UX broadly is in the same boat. UX is a tool. We can use it for good or for evil.

At the end of the day UX is only as valuable as how well individuals (or companies) can align their personal definition of 'good' with 'good' that the underlying company cares for.

3 comments

> In defense of the d.school, what they teach are techniques and tools - not ethics.

Is that a defence? That sounds like trying to explain your friend's rudeness away by saying "In Bob's defence, he's an asshole".

I guess this is partly a philisophical question about whether the job of schools is to raise effective citizens, or effective market manipulators.

I put it poorly in my first comment.

I think it would be correct to say that receiving an education should teach you about ethics. Whether that should be strategic from the top down (you take specific classes about ethics) or embedded in each class is a question I don’t know the answer to.
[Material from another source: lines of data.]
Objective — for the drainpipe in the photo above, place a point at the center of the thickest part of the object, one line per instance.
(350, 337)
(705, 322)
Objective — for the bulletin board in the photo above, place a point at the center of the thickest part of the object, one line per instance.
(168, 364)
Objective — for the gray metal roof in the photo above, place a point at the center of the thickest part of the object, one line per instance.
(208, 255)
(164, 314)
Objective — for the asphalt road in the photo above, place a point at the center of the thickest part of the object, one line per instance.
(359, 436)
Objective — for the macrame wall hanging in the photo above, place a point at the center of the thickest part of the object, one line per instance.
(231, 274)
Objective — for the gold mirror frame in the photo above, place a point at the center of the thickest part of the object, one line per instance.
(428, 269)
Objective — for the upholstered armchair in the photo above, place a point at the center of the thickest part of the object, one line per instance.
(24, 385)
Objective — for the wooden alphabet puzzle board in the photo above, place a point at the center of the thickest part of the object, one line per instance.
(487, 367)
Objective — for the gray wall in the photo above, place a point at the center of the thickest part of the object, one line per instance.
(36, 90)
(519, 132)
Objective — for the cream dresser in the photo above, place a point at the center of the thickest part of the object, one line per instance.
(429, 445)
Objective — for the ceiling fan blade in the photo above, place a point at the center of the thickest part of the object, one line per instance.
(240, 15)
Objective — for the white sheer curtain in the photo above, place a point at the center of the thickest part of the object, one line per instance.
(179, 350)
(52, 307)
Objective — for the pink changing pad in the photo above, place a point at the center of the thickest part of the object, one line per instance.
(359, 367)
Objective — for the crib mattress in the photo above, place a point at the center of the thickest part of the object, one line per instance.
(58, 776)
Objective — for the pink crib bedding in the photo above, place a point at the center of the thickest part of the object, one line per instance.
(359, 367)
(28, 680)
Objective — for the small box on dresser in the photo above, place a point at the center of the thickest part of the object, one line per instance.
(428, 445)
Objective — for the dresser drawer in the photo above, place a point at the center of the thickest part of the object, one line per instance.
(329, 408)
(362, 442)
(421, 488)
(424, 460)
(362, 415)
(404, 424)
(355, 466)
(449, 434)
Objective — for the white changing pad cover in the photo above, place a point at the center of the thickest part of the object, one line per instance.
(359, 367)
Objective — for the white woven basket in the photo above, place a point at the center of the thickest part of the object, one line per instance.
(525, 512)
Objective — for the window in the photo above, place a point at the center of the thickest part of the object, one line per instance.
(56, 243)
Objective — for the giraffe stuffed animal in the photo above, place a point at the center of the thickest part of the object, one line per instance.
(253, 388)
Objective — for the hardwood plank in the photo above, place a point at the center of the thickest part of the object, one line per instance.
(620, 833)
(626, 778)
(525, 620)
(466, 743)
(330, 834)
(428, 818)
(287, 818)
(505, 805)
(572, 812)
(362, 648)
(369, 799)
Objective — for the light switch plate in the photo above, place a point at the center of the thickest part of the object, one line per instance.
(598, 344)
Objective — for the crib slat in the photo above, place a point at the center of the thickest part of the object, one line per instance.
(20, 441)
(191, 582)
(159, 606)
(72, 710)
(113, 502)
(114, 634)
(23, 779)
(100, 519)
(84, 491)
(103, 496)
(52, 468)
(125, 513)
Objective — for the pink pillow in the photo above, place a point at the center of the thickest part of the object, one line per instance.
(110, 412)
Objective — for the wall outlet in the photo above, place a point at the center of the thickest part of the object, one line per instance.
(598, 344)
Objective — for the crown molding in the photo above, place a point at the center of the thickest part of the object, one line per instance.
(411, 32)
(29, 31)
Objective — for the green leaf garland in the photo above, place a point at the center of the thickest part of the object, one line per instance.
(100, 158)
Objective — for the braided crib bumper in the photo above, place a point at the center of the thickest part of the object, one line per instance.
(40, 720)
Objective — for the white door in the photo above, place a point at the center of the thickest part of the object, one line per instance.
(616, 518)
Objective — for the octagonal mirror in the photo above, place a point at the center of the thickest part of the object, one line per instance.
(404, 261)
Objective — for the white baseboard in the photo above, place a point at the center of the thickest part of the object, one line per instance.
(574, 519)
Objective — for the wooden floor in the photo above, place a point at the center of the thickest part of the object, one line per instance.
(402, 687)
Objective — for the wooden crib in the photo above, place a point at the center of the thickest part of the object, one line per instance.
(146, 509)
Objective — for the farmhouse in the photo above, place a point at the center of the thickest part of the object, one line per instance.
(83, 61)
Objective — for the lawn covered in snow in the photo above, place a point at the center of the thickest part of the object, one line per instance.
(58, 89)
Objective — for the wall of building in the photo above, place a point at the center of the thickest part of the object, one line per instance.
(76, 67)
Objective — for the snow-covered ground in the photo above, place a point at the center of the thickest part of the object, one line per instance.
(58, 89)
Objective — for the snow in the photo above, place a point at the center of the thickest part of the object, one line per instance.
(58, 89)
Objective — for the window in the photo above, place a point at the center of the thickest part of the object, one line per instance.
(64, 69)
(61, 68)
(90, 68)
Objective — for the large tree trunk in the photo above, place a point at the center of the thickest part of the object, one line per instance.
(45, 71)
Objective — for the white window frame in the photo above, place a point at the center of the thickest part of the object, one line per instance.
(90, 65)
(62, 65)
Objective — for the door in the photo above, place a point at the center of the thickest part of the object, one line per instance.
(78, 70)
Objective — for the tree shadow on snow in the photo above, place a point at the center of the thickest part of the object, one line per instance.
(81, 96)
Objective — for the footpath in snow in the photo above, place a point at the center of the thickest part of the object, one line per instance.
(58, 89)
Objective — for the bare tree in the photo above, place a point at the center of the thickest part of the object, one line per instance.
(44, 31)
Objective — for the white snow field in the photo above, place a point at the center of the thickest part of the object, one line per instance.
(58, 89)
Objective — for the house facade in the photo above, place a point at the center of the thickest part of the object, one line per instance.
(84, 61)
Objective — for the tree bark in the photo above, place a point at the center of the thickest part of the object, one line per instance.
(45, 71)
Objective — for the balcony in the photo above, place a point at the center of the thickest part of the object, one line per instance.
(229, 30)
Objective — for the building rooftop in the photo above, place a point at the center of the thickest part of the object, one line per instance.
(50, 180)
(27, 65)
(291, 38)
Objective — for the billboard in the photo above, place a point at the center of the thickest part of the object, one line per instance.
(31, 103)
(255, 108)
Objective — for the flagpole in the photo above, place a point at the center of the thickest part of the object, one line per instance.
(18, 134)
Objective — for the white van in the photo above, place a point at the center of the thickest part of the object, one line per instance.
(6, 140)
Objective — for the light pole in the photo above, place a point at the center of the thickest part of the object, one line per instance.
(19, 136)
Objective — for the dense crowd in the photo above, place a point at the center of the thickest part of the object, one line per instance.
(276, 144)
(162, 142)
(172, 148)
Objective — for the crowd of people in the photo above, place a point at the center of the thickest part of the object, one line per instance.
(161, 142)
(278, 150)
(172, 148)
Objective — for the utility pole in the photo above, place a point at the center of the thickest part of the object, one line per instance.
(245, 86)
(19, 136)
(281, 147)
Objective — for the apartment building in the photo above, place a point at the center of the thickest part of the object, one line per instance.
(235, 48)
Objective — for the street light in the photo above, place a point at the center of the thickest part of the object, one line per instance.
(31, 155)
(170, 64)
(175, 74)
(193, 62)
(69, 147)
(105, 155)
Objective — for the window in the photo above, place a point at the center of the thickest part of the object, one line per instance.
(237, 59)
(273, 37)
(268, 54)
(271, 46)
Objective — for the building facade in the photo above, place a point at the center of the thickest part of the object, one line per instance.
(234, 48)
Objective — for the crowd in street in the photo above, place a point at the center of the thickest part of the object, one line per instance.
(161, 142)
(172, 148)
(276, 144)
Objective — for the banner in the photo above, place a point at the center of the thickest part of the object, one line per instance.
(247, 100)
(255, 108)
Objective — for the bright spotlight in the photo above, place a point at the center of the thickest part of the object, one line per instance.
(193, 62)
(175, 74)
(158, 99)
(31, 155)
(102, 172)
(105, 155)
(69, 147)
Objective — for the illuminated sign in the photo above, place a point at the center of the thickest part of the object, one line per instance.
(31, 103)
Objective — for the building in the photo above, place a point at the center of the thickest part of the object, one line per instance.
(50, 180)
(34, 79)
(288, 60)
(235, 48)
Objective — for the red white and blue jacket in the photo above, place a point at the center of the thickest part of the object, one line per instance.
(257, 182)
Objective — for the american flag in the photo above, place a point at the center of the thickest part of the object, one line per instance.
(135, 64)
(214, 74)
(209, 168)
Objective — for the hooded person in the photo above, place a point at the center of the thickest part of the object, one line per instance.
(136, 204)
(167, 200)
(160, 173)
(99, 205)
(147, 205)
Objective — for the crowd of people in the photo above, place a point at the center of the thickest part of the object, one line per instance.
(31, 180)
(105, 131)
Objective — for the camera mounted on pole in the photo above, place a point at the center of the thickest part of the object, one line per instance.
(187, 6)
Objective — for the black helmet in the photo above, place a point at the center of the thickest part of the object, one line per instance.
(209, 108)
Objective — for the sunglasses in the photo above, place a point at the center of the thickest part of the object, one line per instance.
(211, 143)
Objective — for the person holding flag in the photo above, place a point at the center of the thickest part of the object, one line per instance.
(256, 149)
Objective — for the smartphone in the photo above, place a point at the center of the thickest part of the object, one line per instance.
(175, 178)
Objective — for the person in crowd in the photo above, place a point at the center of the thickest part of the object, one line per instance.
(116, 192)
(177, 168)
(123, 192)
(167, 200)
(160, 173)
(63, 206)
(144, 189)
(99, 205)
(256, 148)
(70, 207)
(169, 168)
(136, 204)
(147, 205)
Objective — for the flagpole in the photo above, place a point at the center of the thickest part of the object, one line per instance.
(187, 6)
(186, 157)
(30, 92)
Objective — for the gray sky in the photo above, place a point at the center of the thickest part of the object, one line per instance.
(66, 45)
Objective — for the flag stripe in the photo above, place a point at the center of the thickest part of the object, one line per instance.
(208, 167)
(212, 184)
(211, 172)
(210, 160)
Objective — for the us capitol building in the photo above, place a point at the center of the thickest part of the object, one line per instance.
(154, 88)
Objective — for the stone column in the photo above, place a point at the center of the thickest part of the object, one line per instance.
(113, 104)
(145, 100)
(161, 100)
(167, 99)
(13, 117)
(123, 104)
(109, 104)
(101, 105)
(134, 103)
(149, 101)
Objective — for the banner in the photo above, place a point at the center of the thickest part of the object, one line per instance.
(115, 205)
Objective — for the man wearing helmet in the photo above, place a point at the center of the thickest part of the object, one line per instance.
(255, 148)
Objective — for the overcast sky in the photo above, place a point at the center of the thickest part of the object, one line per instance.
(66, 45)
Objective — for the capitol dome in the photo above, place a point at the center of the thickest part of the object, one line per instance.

In an individual class the amount of ethics varies. When I took d.school classes there certainly wasn’t a “market mover” mentality. We were genuinely interested in understanding people better so we could improve lives. But ethics certainly wasn’t explicitly on the agenda. We just didn’t have any assholes taking the course at that time.

This is part of the argument within the university for loosening credit requirements. When I was there, I took the HCI track. That track had the smallest credit requirement and also let you take a broader base of classes that counted towards the major, such as philosophy. That was a more rounded experience than some of my peers who took harder cs tracks like networking and systems.

At least when I was teaching intro HCI courses at Carnegie Mellon we did have lectures and discussions on dark patterns and the ethics of UX. Taking advantage of human psychology to manipulate people has been a problem in the field for a long time (e.g. gambling machines, advertising, dark patterns, screen addiction) so IMO it's a bit irresponsible not to at least warn students that they're likely going to be asked to do some morally questionable things.
Was Donald Norman's Design of Everyday Things in your syllabus?

Although tangental, I can't imagine the cognitive psychology stuff one must learn managed to completely omit ethics.